Офицеры молча потянулись к выходу.

6

Обстановка в каюте адмирала Фудзиты была столь же строгой, но Брент чувствовал себя здесь гораздо раскованнее, чем в командном пункте. По площади каюта совсем немного уступала ему. Старик прошествовал к полированному столу и знаком пригласил Брента, Дэйл, Йоси Мацухару и Реджинальда Уильямса садиться. Уильямс настоял на своем присутствии, а Фудзита согласился лишь после того, как Брент пообещал ему потом лично доставить лейтенанта в лазарет.

У него вдруг мелькнула мысль, что в плавании он тосковал по всему, что связано с этой каютой. За спиной адмирала неотъемлемый портрет Акихито, только на нем император в штатском, и в чертах лица никакой воинственности. Рядом с портретом здесь также висит алтарь. Вдоль каждой переборки тянутся полки с книгами, а под ними карты. Одна дверь ведет в личные покои адмирала, другая сообщается с каютой давно умершего флаг-адъютанта, теперь переоборудованной под библиотеку. Там Фудзита собрал тысячи томов, посвященных Второй мировой войне. И как старику удается переваривать столько информации? Он до сих пор нет-нет да поразит собеседника своими энциклопедическими знаниями.

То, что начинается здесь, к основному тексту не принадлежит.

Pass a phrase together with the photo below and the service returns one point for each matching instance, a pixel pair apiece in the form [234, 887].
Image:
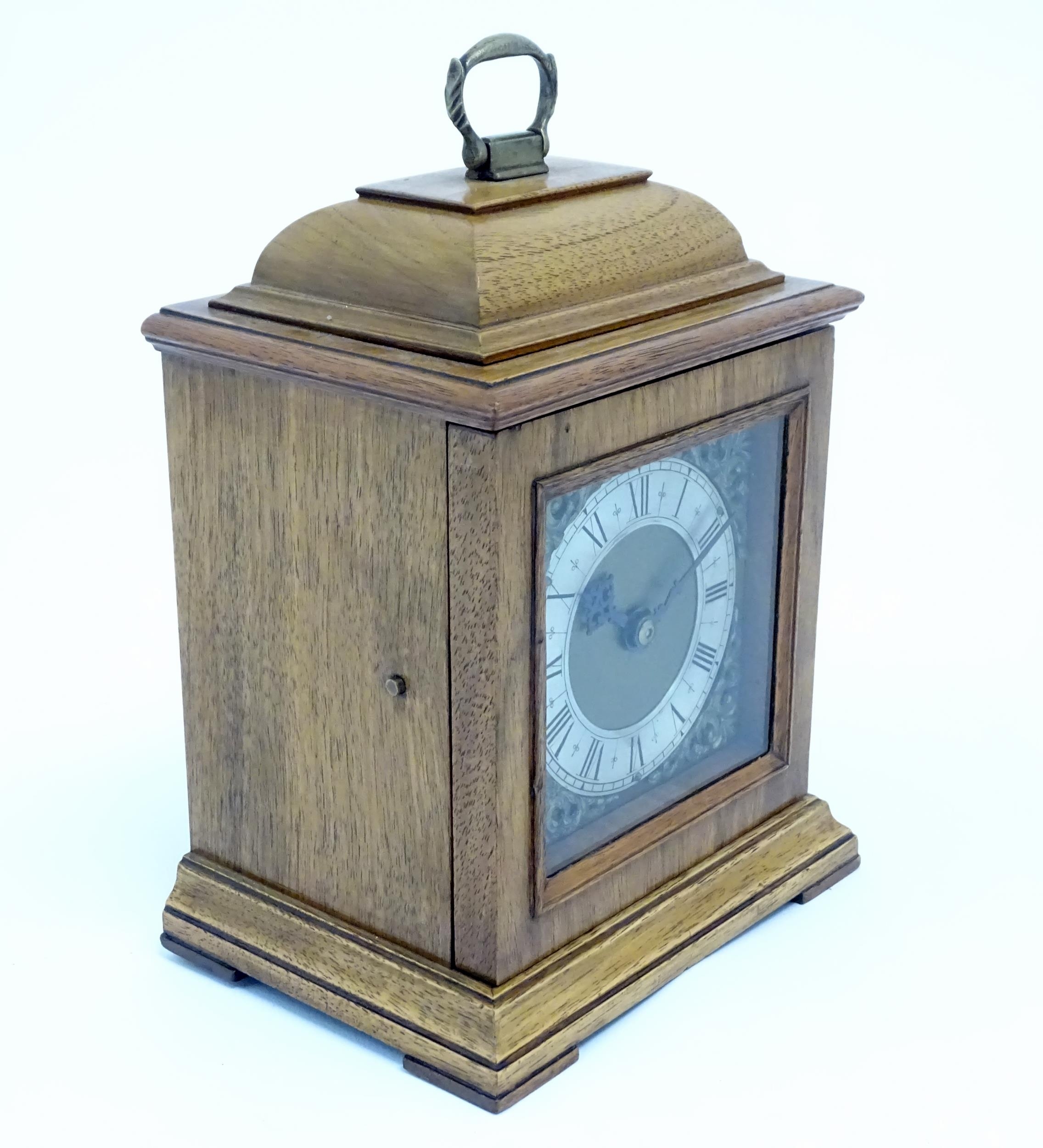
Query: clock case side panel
[503, 922]
[310, 557]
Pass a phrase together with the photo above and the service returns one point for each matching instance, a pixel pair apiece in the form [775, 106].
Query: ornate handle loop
[503, 157]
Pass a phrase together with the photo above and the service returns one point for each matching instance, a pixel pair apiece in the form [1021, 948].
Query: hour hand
[598, 605]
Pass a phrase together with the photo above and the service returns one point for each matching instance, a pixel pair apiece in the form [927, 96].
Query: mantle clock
[497, 503]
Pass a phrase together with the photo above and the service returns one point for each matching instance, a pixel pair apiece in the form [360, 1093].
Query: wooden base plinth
[202, 961]
[483, 1100]
[494, 1045]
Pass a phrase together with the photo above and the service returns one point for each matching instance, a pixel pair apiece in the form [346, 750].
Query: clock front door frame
[508, 914]
[551, 889]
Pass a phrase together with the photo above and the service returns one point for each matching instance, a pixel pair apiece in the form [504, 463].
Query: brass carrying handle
[503, 157]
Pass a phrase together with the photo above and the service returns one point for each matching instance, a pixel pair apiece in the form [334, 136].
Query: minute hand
[695, 562]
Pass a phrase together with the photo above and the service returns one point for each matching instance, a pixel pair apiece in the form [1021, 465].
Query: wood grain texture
[310, 548]
[493, 285]
[454, 191]
[493, 636]
[503, 395]
[496, 1041]
[495, 1105]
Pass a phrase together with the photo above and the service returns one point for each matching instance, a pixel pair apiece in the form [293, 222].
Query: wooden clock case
[357, 440]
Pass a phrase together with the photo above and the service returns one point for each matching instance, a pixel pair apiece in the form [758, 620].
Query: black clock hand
[695, 562]
[598, 605]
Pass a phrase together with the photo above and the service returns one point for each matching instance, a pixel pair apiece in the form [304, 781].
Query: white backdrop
[151, 153]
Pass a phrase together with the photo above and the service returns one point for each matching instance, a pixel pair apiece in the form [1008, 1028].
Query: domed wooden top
[487, 271]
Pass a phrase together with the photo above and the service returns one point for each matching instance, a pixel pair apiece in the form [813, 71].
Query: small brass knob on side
[395, 686]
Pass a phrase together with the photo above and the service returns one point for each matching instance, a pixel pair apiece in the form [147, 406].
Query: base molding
[483, 1100]
[494, 1045]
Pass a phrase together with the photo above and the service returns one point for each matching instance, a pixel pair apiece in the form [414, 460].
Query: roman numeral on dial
[592, 761]
[559, 728]
[639, 497]
[598, 542]
[709, 538]
[704, 657]
[715, 591]
[682, 499]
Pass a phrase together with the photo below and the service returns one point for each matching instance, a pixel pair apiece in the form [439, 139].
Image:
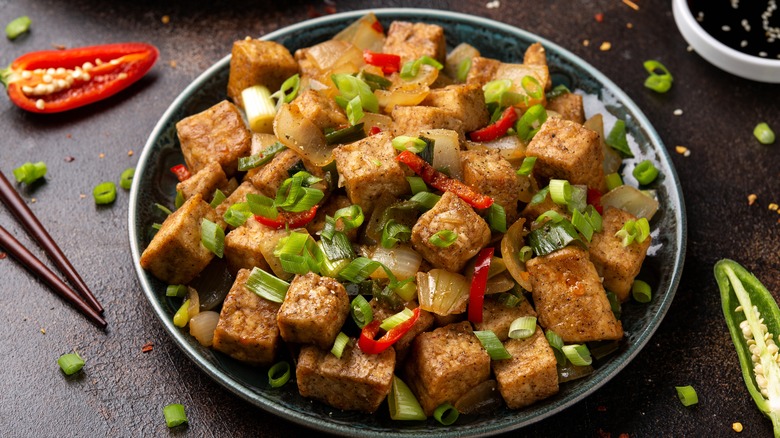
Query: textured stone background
[122, 391]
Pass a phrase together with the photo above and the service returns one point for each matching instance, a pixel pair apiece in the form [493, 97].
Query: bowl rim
[719, 54]
[675, 196]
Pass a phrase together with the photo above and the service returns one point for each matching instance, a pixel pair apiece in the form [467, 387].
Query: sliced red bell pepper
[479, 284]
[51, 81]
[289, 220]
[442, 182]
[496, 129]
[369, 345]
[388, 62]
[181, 172]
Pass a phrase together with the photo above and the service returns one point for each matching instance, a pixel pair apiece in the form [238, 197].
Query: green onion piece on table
[104, 193]
[174, 415]
[70, 363]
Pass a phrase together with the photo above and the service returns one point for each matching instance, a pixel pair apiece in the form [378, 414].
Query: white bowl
[719, 54]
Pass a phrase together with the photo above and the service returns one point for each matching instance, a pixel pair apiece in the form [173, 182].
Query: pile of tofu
[440, 358]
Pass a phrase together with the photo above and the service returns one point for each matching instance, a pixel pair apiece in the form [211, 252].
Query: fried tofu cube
[492, 175]
[410, 120]
[175, 254]
[617, 264]
[530, 374]
[257, 62]
[444, 364]
[247, 328]
[356, 382]
[413, 40]
[567, 150]
[369, 169]
[205, 182]
[313, 310]
[242, 247]
[216, 134]
[497, 318]
[569, 106]
[466, 102]
[450, 213]
[570, 299]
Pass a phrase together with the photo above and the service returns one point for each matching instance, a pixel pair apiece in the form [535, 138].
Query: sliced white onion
[202, 327]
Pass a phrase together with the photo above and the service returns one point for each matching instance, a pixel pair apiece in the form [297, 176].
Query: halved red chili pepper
[388, 62]
[496, 129]
[181, 172]
[287, 219]
[369, 345]
[442, 182]
[51, 81]
[479, 284]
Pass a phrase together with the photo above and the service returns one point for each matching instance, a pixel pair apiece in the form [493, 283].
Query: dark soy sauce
[749, 26]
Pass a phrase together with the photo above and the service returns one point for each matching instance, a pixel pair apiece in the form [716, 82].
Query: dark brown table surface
[122, 390]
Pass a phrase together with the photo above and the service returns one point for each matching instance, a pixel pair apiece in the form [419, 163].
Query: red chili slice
[442, 182]
[52, 81]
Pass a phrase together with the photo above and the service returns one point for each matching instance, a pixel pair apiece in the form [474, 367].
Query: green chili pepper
[746, 302]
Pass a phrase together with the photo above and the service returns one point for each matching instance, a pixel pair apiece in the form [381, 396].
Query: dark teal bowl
[154, 183]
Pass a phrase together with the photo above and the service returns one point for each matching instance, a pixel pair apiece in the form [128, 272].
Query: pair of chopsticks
[86, 302]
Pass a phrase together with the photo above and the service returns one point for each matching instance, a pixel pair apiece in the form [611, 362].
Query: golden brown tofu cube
[175, 254]
[492, 175]
[205, 182]
[313, 310]
[450, 213]
[530, 374]
[247, 328]
[216, 134]
[497, 318]
[567, 150]
[369, 169]
[444, 364]
[466, 102]
[569, 297]
[356, 382]
[242, 247]
[256, 62]
[413, 40]
[617, 264]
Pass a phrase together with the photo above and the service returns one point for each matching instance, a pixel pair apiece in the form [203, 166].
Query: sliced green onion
[402, 402]
[279, 374]
[641, 291]
[266, 285]
[174, 414]
[492, 344]
[443, 238]
[182, 316]
[613, 180]
[212, 236]
[578, 354]
[392, 321]
[687, 395]
[446, 414]
[104, 193]
[764, 133]
[70, 363]
[645, 172]
[361, 311]
[407, 143]
[522, 327]
[617, 139]
[527, 167]
[176, 290]
[126, 178]
[338, 345]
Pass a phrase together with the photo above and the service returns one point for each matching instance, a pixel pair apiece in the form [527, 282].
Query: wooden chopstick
[19, 252]
[27, 219]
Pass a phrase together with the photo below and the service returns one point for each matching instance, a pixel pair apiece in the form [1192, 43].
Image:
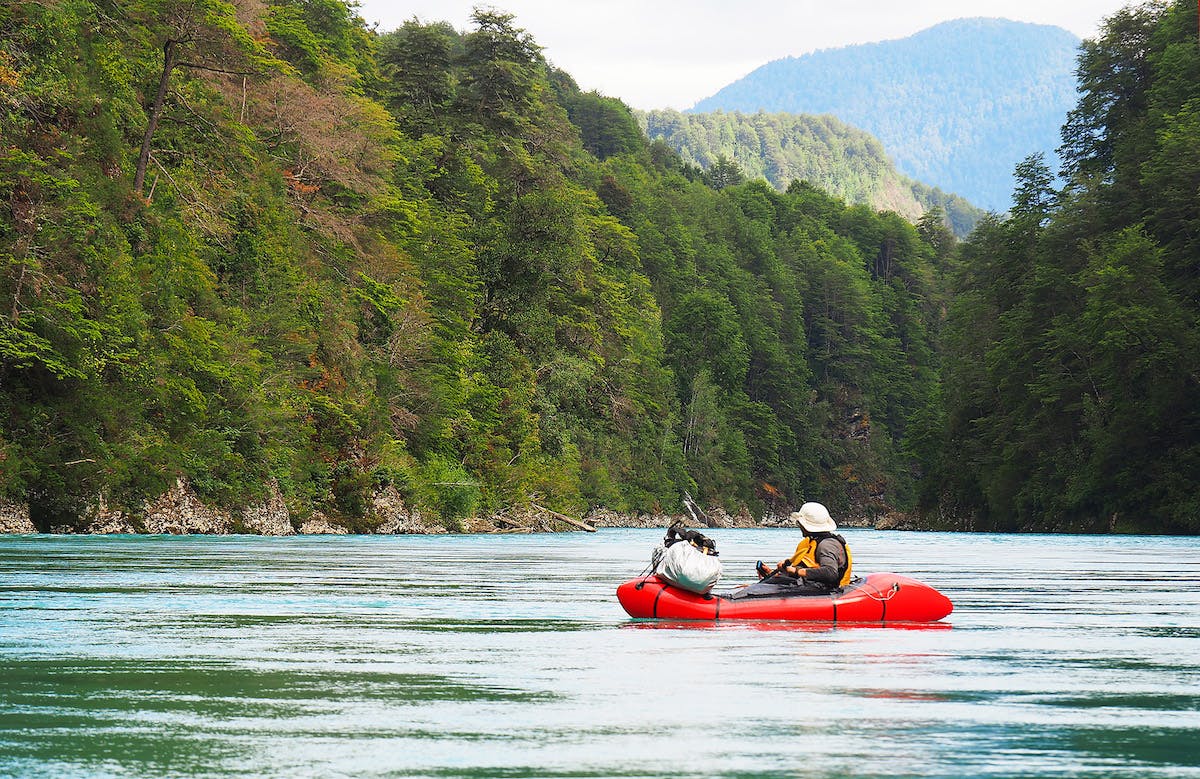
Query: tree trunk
[168, 65]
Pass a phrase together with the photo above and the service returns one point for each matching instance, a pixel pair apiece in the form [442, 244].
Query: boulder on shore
[269, 516]
[15, 517]
[179, 511]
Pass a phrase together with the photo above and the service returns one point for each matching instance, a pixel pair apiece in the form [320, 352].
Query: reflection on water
[509, 657]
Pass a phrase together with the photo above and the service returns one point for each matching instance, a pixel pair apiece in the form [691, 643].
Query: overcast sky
[673, 53]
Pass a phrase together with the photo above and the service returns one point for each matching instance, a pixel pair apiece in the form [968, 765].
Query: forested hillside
[784, 148]
[955, 106]
[252, 241]
[1072, 383]
[255, 244]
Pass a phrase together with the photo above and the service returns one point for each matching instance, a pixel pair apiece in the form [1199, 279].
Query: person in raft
[822, 561]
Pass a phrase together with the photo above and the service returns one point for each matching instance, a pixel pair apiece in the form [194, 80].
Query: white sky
[672, 53]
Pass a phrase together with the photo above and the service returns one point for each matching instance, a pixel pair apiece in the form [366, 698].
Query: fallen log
[563, 517]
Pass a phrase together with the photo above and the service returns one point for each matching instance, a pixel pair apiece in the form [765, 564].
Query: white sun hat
[815, 517]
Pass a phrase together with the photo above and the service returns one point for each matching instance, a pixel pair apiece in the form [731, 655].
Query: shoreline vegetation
[267, 268]
[179, 511]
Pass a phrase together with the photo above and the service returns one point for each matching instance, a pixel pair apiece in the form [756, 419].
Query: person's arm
[828, 563]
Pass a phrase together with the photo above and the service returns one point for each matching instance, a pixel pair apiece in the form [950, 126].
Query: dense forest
[828, 154]
[257, 241]
[957, 106]
[1072, 349]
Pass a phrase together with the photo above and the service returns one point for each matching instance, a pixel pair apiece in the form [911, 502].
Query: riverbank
[180, 511]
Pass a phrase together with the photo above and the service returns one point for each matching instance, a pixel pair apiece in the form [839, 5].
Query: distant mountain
[827, 153]
[958, 105]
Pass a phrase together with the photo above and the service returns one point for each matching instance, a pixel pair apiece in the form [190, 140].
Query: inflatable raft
[875, 598]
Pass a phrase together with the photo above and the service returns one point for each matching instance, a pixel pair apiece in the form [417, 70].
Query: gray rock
[319, 525]
[15, 517]
[270, 516]
[179, 511]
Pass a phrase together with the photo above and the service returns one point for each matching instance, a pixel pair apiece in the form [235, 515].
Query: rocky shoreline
[179, 511]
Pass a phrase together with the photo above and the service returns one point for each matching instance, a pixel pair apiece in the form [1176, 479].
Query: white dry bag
[688, 568]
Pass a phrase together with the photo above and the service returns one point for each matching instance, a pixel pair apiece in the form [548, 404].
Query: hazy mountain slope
[958, 105]
[821, 150]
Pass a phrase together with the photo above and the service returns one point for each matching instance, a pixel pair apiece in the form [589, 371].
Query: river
[509, 655]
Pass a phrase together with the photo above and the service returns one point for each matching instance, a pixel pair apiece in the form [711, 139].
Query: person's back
[822, 559]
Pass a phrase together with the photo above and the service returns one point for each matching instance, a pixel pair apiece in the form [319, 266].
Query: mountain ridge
[820, 149]
[957, 105]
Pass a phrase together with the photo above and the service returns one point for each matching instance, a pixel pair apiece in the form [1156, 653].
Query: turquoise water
[508, 655]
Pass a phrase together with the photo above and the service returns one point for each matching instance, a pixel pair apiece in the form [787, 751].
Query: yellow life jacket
[807, 556]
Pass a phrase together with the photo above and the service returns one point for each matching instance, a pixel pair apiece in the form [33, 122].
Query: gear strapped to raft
[688, 559]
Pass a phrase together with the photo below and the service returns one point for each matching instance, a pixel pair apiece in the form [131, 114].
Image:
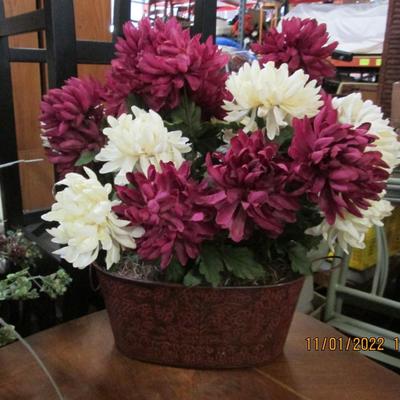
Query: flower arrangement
[214, 178]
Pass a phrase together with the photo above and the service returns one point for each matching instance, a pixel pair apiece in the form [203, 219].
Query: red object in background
[248, 25]
[303, 1]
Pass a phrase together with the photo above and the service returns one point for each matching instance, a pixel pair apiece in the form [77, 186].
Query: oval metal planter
[199, 327]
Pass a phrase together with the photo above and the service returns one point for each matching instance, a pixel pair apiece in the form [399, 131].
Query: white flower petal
[353, 110]
[87, 223]
[136, 143]
[272, 94]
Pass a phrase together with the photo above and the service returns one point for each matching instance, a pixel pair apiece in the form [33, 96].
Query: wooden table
[81, 356]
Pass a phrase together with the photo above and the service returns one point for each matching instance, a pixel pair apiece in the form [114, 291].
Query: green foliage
[135, 100]
[211, 264]
[55, 284]
[216, 265]
[300, 263]
[175, 272]
[23, 286]
[7, 334]
[86, 158]
[187, 118]
[241, 262]
[15, 248]
[191, 279]
[18, 286]
[284, 138]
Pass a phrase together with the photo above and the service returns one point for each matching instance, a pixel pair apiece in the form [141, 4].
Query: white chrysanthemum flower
[138, 143]
[272, 94]
[350, 230]
[87, 223]
[353, 110]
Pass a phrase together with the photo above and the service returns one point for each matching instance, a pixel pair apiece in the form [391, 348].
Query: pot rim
[178, 285]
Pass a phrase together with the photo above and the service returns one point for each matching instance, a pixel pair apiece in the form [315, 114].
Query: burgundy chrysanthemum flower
[70, 121]
[332, 164]
[302, 44]
[158, 63]
[250, 182]
[165, 205]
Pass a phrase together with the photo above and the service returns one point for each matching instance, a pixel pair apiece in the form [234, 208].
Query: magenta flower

Столешница сверкает, как зеркало; на столе царит идеальный порядок. С краю плетенка из двух отделений с пометками: «входящая почта», «исходящая почта». В ящичке полированного эбенового дерева блокнот, карандаш, кисточка. Три телефона в ряд. Неизменный экземпляр «Хага-куре». Пол устлан ковром. Вокруг стола принайтованы к палубе пять обитых кожей стульев. Еще шесть втиснуты между книжными полками; два перед угловым столиком с установкой связи, за которой, мало чем отличаясь от предмета мебели, сидит писарь. Когда обсуждаются вопросы особой секретности, адмирал обычно отсылает его.

Брент уселся напротив адмирала; Дэйл, Йоси и Реджинальд разместились по бокам от него. Женщина откинулась на мягкую спинку, скрестила ноги, выставив на всеобщее обозрение изящные икры и лодыжки. Поскольку атмосфера адмиральской каюты не располагает к женскому присутствию, Дэйл выглядит здесь какой-то экзотической птицей. Скованные ее присутствием мужчины — кроме Фудзиты — ерзают на стульях.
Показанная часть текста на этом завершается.